There are two ways to conduct a geospatial search on datasets:
- Geospatial keywords that describe the area of study (e.g. Alaska, Bakken Formation, Acadia National Park, Gulf of Mexico).
- Bounding box coordinates that give the limits of coverage of a dataset.
Geospatial keyword searches work best when searching for data from a very specific location. Research studies that are localized are usually described by metadata that contain those location terms in the Title, Abstract, and Keyword fields of the metadata. Search for geospatial keywords with the text search query.Bounding coordinates ("limit search by location")
Search against the bounding coordinates when looking for datasets for a more general geographic area, and not a very specific named place.
Draw a bounding box on the map to specify area of interest, or to use dropdown menus to select pre-defined areas for U.S. states, countries, and major water bodies.Limit Search By Location Examples:
Example 1 Example 2
How to Contribute to the Science Data Catalog
The decision to contribute USGS metadata records to the Science Data Catalog begins at the science center or program level. Follow the steps below to help ensure that metadata meet all requirements and configurations for inclusion into the Science Data Catalog.
The metadata record(s):
- Must be in Extensible Markup Language (XML) file format to be machine readable (i.e. not a word document or pdf).
- Must follow the Federal Geographic Data Committee's (FGDC) endorsed Content Standard for Digital Geospatial Metadata (CSDGM).
The USGS Data Management Website provides non-prescriptive data management guidance, best practices, tools, and resources in one convenient location. Learn to create metadata resources to contribute to the USGS Science Data Catalog. To learn more about metadata standards and metadata creation, see the About page.
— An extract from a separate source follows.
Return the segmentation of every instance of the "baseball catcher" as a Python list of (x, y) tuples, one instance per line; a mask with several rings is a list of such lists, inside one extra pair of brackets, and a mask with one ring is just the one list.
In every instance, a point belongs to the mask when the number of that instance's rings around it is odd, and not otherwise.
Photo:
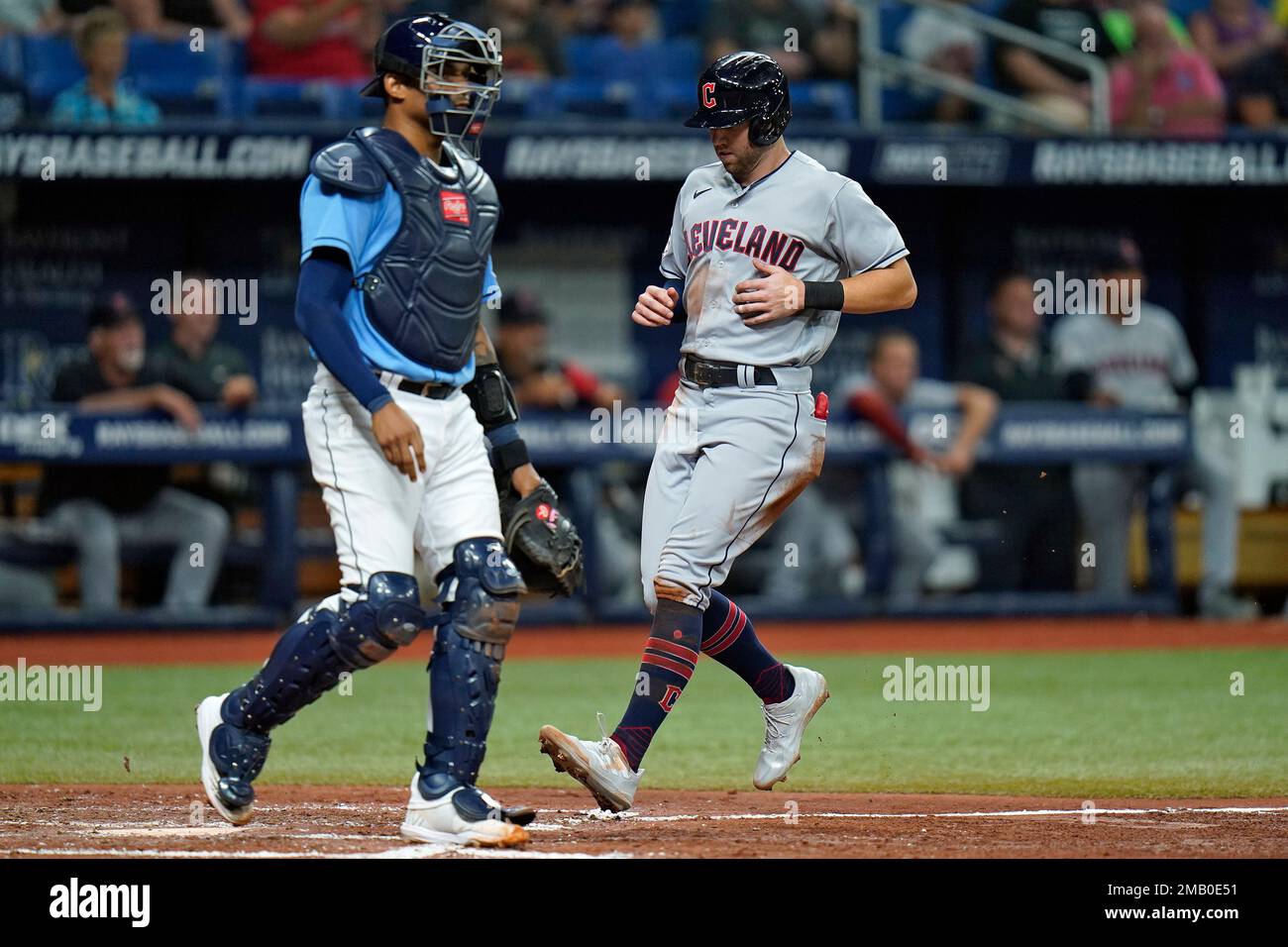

The Science Data Catalog harvests metadata records from online sources. Metadata intended for inclusion in the Catalog should be organized in a single online source for harvest. Centers and programs can provide their metadata collections to the Catalog from their own public servers, or leverage a remote data management platform to manage and serve their records.
The Science Data Catalog can harvest metadata record(s) from three types of sources:
- Web Accessible Folder (WAF): A URL address that is an online public folder containing the metadata record(s) for harvest. Use this option if all metadata records are stored in one online location.
- Site Map XML: A URL address of a Site Map XML file that lists the URLs of metadata records hosted from multiple online locations. Use this option if the metadata are stored in different online locations or in a metadata catalog.
- ScienceBase: This is a collaborative data management platform for USGS and its partners which can host XML metadata on ScienceBase item pages. First contact email@example.com to get started.
Once your FGDC CSDGM or ISO XML metadata is hosted in a WAF or a sitemap please contact firstname.lastname@example.org to complete the connection to SDC. For ScienceBase, the ScienceBase Data Release Team will work with you to establish the connection upon release of your data in ScienceBase (to ensure that incomplete or unreleased records are not passed to the SDC). Please refer to the ScienceBase Data Release page for instructions.